The Advantages of Leasing vs Financing
When considering whether to do an equipment lease or use a bank loan to fund your equipment purchase, it is good to consider the following items to make an informed decision:
- Information Needed for approval: Our Equipment Lease approval process usually requires a simple one page credit application we use to approve a company up to $150k. A bank will require a full financial package including two years corporate and personal tax returns, personal financial statement, and interim financials.
- Time it takes to get an approval: Our streamlined credit approval process can yield a decision within 24-48 hours. A bank has to sift through the stack of financial information before they can make a lending decision and this can take usually take weeks. You will be using your new equipment funded by Brickhouse before a bank can even give you an approval!
- Down Payment Requirements: Most of our equipment leases require only one or two payments in advance, which are usually applied to your lease payments. We also do 100% financing, so you do not have to come out of pocket for your equipment. Banks can require 10-25% down from the borrower. They do this to minimize their exposure and risk in the loan. This high deposit requirement can significantly hurt the cash flow of a company who is relying on the new equipment to increase their revenues which can take a few months.
- Payments and Rate Structure: All of our equipment lease programs are fixed rate and payments for the term of the lease.

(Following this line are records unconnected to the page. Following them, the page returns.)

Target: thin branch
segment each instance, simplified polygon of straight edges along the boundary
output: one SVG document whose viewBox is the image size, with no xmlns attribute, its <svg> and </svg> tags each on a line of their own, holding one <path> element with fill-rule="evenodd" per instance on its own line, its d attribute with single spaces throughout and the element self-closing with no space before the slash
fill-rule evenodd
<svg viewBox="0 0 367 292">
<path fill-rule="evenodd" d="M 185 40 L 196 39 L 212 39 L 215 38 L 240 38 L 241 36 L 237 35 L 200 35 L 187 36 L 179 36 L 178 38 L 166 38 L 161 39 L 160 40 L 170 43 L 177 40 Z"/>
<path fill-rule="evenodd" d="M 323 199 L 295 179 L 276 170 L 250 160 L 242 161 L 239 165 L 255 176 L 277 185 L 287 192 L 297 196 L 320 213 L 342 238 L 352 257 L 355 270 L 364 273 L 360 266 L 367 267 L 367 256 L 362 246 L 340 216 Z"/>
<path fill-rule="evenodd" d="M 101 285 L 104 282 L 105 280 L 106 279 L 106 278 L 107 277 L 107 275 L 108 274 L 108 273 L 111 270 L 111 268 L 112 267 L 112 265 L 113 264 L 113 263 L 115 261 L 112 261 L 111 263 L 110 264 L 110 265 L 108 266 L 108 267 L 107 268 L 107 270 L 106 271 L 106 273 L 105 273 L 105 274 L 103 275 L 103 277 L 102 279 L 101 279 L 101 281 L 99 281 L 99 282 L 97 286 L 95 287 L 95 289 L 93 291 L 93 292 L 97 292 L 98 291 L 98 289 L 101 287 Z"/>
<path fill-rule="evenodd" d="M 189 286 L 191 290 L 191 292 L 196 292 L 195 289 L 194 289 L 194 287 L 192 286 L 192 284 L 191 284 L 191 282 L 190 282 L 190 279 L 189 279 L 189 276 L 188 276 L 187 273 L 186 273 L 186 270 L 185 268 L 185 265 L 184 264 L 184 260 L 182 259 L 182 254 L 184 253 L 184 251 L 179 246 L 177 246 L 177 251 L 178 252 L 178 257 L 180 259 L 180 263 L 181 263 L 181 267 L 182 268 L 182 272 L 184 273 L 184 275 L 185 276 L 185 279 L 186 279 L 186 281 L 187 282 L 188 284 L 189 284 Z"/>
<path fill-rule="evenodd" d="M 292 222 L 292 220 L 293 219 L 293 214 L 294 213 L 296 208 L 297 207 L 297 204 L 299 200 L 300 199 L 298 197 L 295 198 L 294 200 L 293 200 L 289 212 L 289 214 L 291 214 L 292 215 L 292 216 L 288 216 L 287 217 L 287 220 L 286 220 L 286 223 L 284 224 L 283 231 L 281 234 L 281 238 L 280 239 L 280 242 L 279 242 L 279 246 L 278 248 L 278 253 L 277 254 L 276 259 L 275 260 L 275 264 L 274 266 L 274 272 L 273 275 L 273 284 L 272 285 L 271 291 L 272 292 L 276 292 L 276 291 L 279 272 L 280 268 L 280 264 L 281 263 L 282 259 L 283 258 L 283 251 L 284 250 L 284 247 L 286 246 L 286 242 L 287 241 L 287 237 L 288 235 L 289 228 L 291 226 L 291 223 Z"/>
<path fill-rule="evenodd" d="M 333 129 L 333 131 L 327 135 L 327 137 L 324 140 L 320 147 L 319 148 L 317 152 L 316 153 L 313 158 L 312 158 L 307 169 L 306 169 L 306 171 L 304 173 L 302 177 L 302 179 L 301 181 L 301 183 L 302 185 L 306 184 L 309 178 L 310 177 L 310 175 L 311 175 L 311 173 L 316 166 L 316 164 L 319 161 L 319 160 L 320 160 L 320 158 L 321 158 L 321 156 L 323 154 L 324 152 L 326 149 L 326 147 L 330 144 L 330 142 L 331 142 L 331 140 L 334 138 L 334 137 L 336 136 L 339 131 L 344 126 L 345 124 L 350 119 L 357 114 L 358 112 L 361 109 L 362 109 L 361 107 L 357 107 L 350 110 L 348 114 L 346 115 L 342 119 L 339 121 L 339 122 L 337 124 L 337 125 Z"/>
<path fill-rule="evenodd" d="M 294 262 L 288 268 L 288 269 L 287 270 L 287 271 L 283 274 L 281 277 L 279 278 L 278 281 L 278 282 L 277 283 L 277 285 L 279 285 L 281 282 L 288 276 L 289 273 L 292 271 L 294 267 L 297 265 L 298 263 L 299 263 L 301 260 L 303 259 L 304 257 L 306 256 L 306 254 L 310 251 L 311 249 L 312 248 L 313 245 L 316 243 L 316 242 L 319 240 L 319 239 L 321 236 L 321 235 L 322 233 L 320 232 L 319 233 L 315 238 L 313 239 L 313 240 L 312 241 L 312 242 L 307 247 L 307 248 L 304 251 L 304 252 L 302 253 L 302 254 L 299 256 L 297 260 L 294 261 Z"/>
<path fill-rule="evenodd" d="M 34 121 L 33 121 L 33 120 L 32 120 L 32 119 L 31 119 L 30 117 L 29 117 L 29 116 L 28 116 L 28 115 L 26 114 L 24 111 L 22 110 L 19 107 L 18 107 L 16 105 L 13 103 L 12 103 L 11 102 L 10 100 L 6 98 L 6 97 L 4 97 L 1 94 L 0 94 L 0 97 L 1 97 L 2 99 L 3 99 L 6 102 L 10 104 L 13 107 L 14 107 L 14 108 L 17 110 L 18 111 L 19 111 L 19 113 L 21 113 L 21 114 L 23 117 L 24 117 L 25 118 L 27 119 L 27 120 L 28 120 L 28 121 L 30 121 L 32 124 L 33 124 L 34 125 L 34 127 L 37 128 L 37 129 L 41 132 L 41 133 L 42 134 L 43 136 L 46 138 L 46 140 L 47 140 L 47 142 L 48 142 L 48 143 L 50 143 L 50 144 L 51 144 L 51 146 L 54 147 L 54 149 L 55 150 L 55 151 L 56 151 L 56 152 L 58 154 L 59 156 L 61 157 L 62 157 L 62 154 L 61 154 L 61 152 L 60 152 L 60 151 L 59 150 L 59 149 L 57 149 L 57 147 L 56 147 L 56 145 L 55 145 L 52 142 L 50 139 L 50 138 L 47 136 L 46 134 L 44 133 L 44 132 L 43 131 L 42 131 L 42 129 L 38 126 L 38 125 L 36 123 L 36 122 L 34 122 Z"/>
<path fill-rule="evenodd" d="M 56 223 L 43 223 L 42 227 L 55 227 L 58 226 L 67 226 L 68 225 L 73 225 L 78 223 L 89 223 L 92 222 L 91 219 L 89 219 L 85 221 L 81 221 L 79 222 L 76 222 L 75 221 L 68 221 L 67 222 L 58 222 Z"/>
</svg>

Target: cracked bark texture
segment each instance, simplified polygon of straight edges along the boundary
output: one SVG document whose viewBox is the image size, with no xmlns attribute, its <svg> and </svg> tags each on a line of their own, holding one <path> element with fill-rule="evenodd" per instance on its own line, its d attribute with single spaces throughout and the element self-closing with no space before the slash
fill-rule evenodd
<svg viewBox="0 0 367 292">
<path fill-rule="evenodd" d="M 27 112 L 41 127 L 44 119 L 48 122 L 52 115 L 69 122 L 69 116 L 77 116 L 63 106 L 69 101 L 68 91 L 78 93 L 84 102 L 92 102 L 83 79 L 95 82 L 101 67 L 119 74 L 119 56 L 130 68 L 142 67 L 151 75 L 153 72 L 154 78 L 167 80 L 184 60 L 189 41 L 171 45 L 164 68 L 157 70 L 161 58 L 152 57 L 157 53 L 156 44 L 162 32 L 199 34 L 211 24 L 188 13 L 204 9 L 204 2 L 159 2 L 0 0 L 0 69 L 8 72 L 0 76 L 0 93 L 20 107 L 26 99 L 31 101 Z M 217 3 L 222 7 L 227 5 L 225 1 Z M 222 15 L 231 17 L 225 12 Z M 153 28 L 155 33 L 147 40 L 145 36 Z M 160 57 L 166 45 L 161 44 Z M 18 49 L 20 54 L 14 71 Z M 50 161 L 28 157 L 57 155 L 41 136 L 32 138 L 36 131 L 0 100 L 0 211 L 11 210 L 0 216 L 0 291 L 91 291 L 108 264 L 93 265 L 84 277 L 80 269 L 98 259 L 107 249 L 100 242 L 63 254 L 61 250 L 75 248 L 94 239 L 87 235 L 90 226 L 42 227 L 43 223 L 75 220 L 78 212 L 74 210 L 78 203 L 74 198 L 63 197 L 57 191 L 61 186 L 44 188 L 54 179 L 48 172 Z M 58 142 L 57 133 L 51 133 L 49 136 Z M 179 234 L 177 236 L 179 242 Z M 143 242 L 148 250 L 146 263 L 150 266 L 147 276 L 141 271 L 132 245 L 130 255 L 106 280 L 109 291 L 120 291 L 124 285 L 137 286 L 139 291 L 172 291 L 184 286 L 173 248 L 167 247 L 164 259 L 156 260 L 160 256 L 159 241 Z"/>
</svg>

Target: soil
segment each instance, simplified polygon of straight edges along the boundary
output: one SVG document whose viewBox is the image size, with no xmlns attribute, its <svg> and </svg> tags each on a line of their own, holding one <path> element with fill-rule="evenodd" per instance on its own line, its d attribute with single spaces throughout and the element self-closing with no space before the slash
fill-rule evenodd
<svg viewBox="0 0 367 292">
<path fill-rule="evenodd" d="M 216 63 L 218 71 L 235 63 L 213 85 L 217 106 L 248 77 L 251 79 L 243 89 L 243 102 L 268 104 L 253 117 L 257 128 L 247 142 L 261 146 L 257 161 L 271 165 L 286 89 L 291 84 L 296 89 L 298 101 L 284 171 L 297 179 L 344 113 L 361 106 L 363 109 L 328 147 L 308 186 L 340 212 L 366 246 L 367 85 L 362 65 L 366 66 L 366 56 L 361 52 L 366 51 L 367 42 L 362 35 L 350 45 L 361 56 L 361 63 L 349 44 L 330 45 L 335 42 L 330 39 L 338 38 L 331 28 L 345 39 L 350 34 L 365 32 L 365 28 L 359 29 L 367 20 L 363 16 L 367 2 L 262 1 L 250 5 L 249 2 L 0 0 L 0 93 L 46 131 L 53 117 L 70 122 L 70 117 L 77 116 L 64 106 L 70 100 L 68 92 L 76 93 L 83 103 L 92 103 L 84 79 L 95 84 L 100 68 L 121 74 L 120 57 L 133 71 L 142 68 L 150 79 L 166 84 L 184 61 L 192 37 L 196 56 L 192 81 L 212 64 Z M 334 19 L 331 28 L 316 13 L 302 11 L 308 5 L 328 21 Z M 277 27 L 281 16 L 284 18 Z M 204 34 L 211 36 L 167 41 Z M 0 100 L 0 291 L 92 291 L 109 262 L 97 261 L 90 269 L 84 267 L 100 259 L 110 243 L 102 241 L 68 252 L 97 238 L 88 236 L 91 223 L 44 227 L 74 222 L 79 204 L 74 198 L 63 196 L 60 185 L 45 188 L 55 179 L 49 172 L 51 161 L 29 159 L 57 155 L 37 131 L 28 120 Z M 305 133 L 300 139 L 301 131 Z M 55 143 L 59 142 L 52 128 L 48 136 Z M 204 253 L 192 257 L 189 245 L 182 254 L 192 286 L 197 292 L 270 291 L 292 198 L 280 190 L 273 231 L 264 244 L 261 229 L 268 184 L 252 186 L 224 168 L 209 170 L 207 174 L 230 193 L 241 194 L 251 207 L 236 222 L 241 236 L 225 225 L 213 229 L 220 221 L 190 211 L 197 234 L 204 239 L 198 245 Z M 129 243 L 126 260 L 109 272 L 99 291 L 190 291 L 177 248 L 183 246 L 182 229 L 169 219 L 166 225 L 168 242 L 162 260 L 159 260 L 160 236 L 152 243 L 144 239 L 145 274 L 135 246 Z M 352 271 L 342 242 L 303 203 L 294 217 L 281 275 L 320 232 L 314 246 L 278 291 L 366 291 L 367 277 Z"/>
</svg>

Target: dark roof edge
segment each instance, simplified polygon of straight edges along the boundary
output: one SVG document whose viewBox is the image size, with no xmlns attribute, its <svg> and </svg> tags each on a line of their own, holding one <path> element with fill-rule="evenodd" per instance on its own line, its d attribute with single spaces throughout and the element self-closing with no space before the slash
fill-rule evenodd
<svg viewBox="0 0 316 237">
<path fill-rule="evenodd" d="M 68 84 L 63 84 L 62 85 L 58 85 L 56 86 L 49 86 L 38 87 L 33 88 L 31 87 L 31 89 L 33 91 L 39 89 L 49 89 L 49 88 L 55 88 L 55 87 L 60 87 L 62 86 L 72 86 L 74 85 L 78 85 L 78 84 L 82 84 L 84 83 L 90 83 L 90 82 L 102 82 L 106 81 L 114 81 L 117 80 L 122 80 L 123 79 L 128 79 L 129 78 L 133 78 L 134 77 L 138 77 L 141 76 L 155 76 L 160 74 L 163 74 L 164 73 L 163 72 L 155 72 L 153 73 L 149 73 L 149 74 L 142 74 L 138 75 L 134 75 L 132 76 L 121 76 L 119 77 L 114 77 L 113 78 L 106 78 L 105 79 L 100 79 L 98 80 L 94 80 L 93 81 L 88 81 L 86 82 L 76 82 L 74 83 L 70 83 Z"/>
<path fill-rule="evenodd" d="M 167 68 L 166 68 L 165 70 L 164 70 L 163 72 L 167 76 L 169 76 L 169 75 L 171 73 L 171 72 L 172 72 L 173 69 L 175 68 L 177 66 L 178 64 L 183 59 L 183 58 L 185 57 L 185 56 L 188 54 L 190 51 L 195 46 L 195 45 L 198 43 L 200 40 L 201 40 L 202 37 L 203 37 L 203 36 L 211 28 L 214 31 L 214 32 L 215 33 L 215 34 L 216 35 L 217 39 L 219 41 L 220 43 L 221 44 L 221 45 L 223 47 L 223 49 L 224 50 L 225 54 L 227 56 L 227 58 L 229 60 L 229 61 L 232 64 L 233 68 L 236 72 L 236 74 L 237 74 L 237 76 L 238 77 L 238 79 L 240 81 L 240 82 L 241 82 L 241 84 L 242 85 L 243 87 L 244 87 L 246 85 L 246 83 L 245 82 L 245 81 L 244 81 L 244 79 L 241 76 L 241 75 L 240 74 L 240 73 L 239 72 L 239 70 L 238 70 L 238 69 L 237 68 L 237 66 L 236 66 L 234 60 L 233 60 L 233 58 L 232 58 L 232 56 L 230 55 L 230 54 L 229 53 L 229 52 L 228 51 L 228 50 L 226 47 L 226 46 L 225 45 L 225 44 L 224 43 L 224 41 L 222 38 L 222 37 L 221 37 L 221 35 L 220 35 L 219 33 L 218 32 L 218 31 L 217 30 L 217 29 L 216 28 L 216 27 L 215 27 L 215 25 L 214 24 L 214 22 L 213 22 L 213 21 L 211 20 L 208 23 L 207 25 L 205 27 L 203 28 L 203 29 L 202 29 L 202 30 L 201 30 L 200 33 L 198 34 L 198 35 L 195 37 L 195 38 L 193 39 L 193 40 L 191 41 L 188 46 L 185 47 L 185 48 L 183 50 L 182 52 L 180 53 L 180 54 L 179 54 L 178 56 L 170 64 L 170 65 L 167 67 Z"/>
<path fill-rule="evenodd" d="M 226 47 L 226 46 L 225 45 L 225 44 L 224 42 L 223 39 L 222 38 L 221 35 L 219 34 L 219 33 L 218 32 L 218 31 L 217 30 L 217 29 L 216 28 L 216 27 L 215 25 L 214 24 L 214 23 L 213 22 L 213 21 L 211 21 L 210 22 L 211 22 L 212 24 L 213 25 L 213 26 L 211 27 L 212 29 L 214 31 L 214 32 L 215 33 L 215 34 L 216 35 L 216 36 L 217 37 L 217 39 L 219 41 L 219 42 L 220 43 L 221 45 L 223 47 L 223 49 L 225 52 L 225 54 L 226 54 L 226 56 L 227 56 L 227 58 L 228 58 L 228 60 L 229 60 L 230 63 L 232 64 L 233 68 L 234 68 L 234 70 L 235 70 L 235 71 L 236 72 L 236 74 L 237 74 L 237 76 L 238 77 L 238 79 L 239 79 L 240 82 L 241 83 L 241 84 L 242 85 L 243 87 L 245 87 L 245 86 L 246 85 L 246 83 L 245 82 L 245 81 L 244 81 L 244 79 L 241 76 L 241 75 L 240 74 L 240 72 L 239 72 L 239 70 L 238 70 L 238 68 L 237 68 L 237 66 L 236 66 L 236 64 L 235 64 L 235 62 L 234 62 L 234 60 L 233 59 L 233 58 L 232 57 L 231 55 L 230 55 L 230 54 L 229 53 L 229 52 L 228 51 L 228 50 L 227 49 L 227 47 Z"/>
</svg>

Bank loan rates are usually variable. This means your rate and payments will change based on market conditions, which makes it challenging to budget for your loan payment each month.
- Security: Equipment leases typically only require a lien on the leased equipment. Banks tend to place blanket liens on a business, which includes all of the assets, receivables, and inventory. This filing gets reflected publicly as a UCC filing. Who wants to put up that much collateral to finance once piece of equipment?
A bank loan may also contain restrictive covenants on a business which requires that business to maintain certain financial ratios during the term of the loan. If those requirements are not met, the bank may call the loan. Equipment leases typically only require timely payment of the lease and do not place these unnecessary covenants on the business.
- Tax Advantage: Equipment leasing is a great tax write-off as you may be able to expense the entire lease payment. This “off balance sheet financing” option allows a business to reduce their net income by increasing their rental expense on an income statement, drastically lowering their tax liability. Banks break out the principal and interest on an equipment loan, so a business may only deduct the interest and a small percentage of depreciation. A bank loan will not yield as much of a tax write-off as an equipment lease.